One of the most informative genetic approaches for determining specific gene functions underlying different biological traits is mutagenesis, disrupting gene integrity and characterizing the resulting phenotypes. Mutagenesis studies for diatoms have so far been limited to single genes within few species, of which the pennate P. tricornutum is the most commonly used. More extensive mutagenesis programs have yet to be established for a diatom, although genetic transformation of several different species has been shown over the last 20 years18,19,20,21,22,23,24. Despite the success of such transformations, none of these studies to our knowledge identified the insertion site of the introduced exogenous DNA within the nuclear genome. To address this issue, we developed a new TAIL-PCR method that reliably identified the genomic insertion site within each S. marinoi transformant tested, with the only exceptions being those in which the insertion occurred within repetitive regions of the genome, or when a genomic DNA fragment presumably ligated to one end of the construct prior to insertion. The mapped transformants also revealed a high proportion of insertions within recognizable gene models. This suggests that nonhomologous recombination of exogenous linear DNA within diatom genomes, although theoretically random instead favors more accessible regions of high gene expression, a phenomenon also demonstrated for T-DNA insertions in the vascular plant A. thaliana36. It should be noted that although TAIL-PCR did prove to be very reliable, it was relatively time consuming and expensive, which could become an increasingly important consideration for future large-scale mapping of transformants.

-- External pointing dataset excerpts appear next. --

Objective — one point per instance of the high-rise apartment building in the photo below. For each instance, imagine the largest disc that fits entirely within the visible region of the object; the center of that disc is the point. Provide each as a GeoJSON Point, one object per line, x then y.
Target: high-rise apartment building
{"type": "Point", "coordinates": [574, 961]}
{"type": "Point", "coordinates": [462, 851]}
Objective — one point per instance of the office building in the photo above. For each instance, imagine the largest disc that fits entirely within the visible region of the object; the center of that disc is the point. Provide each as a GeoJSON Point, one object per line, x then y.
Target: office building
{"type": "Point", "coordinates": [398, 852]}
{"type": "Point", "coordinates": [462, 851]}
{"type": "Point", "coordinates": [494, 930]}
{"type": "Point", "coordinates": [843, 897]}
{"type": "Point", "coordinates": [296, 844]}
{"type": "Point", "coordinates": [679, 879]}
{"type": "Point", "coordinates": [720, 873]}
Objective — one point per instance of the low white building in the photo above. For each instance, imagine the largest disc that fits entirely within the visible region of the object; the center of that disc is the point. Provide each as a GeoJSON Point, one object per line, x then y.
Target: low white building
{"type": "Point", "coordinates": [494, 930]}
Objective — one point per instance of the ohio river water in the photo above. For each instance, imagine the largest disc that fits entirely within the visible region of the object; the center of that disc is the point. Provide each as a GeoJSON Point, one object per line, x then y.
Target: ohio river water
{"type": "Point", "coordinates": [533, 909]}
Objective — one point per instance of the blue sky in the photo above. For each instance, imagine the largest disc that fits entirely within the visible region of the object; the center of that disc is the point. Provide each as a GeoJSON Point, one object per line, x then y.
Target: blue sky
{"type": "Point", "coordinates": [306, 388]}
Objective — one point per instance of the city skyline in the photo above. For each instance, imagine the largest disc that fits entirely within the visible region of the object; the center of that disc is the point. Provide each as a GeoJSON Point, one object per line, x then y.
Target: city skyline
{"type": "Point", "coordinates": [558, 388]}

An added challenge for mutagenesis studies of a chain-forming diatom such as S. marinoi was the uncertainty over segregation of the introduced construct and the ability to eventually produce homozygous mutants. Reducing chain lengths within cultures prior to electroporation by vigorous shaking helped minimize the number of non-transformed cells in each chain. Subsequent reculturing of transformants under selection also revealed a relatively high proportion of auxospore-like cells within each culture, suggesting that sexual reproduction and meiotic division in S. marinoi is triggered by the presence of zeocin. This is likely why nearly half of the mapped transformants were already homozygous for the introduced construct after only several weeks of reculturing. Interestingly, continued monitoring of the heterozygous transformants has yet to reveal further segregation to homogeneity, suggesting that complete inactivation of the disrupted genes in these lines could be lethal.

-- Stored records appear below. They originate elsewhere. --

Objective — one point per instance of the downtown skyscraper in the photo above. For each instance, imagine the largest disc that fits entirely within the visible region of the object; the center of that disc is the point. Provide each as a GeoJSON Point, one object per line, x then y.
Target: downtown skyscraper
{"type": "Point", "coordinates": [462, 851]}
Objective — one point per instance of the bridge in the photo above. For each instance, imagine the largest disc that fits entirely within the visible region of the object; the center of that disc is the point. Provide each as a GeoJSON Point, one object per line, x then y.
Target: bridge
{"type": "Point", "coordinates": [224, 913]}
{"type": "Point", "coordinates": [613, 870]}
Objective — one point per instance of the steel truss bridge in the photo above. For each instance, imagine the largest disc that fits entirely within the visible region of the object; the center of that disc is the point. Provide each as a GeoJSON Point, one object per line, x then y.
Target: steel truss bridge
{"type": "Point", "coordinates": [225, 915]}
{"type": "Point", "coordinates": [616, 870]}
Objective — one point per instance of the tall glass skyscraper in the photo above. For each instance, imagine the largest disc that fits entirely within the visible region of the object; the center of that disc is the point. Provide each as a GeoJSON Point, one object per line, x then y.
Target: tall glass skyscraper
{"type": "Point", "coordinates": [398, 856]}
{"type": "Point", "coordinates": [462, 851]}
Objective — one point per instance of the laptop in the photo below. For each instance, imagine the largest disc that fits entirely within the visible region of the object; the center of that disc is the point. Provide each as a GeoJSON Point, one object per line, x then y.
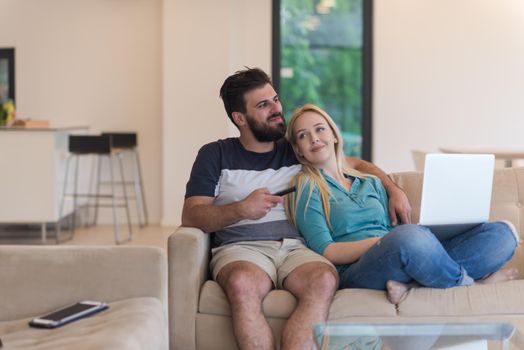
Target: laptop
{"type": "Point", "coordinates": [456, 192]}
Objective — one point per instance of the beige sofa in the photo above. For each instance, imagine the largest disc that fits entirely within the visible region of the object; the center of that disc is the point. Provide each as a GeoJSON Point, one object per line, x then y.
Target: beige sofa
{"type": "Point", "coordinates": [200, 316]}
{"type": "Point", "coordinates": [37, 280]}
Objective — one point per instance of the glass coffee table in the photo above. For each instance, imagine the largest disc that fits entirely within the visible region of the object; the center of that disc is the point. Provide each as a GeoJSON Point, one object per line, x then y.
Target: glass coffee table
{"type": "Point", "coordinates": [417, 336]}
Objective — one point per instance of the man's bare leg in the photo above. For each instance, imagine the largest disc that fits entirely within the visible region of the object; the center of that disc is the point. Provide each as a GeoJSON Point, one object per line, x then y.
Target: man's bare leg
{"type": "Point", "coordinates": [246, 285]}
{"type": "Point", "coordinates": [314, 285]}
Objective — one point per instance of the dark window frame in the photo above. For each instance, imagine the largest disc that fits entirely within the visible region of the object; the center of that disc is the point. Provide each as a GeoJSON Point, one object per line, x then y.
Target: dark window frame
{"type": "Point", "coordinates": [367, 69]}
{"type": "Point", "coordinates": [9, 54]}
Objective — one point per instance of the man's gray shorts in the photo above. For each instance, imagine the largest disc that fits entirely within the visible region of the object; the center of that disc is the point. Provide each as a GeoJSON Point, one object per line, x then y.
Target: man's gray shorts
{"type": "Point", "coordinates": [277, 258]}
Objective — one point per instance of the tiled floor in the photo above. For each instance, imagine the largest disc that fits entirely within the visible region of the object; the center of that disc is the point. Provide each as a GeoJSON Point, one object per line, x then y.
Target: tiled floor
{"type": "Point", "coordinates": [153, 235]}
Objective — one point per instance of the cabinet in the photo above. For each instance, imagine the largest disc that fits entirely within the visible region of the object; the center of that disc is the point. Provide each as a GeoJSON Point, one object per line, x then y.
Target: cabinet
{"type": "Point", "coordinates": [32, 163]}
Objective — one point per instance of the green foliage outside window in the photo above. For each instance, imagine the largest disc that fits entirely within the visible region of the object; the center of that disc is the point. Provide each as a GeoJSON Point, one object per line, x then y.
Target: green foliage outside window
{"type": "Point", "coordinates": [321, 61]}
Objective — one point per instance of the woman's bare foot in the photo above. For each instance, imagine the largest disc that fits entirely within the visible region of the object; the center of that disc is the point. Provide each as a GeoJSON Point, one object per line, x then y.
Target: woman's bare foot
{"type": "Point", "coordinates": [395, 291]}
{"type": "Point", "coordinates": [501, 275]}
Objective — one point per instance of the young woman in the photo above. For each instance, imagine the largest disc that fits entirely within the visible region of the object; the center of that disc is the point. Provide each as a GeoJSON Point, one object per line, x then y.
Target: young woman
{"type": "Point", "coordinates": [343, 215]}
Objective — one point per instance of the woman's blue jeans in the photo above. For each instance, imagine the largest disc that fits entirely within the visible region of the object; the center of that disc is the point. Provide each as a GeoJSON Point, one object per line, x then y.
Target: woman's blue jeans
{"type": "Point", "coordinates": [412, 253]}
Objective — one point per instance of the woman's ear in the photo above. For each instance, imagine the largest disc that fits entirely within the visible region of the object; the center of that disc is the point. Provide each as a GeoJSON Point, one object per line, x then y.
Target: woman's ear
{"type": "Point", "coordinates": [238, 118]}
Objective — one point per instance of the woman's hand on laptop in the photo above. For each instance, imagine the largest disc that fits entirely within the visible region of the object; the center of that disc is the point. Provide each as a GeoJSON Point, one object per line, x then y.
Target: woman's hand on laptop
{"type": "Point", "coordinates": [399, 207]}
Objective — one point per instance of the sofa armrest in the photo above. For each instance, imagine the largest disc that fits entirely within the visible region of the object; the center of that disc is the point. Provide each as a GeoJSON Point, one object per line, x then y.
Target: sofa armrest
{"type": "Point", "coordinates": [36, 280]}
{"type": "Point", "coordinates": [188, 260]}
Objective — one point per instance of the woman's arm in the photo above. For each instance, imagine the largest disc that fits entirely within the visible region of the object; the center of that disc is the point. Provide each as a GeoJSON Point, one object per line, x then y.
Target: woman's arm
{"type": "Point", "coordinates": [399, 207]}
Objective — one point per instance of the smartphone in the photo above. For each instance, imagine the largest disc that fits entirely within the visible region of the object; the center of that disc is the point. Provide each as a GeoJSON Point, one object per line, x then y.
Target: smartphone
{"type": "Point", "coordinates": [284, 192]}
{"type": "Point", "coordinates": [68, 314]}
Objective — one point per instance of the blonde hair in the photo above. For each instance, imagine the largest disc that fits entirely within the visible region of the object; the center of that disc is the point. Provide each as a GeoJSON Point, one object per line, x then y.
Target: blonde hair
{"type": "Point", "coordinates": [309, 176]}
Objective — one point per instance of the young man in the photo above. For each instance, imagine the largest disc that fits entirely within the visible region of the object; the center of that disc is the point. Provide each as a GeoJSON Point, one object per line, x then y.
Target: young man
{"type": "Point", "coordinates": [230, 194]}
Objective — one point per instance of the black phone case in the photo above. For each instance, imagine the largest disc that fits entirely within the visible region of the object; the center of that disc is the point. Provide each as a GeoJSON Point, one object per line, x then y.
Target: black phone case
{"type": "Point", "coordinates": [63, 321]}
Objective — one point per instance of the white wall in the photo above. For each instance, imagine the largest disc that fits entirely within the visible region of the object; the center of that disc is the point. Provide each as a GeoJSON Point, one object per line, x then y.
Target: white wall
{"type": "Point", "coordinates": [204, 42]}
{"type": "Point", "coordinates": [91, 62]}
{"type": "Point", "coordinates": [446, 73]}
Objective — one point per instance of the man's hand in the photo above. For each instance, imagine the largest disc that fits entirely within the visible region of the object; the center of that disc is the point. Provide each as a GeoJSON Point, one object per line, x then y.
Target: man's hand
{"type": "Point", "coordinates": [399, 207]}
{"type": "Point", "coordinates": [259, 203]}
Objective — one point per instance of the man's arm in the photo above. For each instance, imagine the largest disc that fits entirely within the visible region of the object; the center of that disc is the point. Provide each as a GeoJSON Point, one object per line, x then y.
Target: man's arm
{"type": "Point", "coordinates": [200, 212]}
{"type": "Point", "coordinates": [399, 206]}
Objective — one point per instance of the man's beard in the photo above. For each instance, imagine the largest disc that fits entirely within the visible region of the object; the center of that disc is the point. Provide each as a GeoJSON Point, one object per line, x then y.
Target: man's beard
{"type": "Point", "coordinates": [264, 132]}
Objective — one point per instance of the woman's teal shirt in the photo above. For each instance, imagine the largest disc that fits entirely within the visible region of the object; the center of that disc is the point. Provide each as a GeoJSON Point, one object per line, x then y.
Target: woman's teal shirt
{"type": "Point", "coordinates": [355, 215]}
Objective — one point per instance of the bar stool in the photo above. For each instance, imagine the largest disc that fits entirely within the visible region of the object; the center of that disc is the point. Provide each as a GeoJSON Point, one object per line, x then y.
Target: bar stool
{"type": "Point", "coordinates": [100, 146]}
{"type": "Point", "coordinates": [126, 143]}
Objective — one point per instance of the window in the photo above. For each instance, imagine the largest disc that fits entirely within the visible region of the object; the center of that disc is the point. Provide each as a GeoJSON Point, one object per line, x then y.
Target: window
{"type": "Point", "coordinates": [322, 55]}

Given the large proportion of hypothetical proteins within diatom genomes, mutagenesis will increasingly become an important tool for elucidating gene function. With the molecular tools now in place for identifying specific mutants, we believe S. marinoi will become an invaluable addition to the genetic model species for marine diatoms. As a model species, S. marinoi has a number of additional advantages, especially from ecological and physiological viewpoints. It is a diatom that dominates phytoplankton assemblages in global temperate coastal regions, with the strain used in this study having only recently been isolated from experimental field sites in Scandinavian waters. The strain is also easy to isolate and grows well under laboratory culturing conditions. S. marinoi represents centric diatoms that form extensive chains, with fully-silicated frustules. Although present throughout the year, its populations rapidly increase during spring blooms, while also forming benthic resting stages that eventually sediment to the ocean floor4. These resting stages can survive in anoxic sediments for over a hundred years and can be revived from different time periods for micro-evolutionary studies on genetic and phenotypic changes4,5. As a consequence, S. marinoi will become an invaluable addition to the functional genomic studies on marine diatoms that have so far been mostly focused on P. tricornutum and T. pseudonana.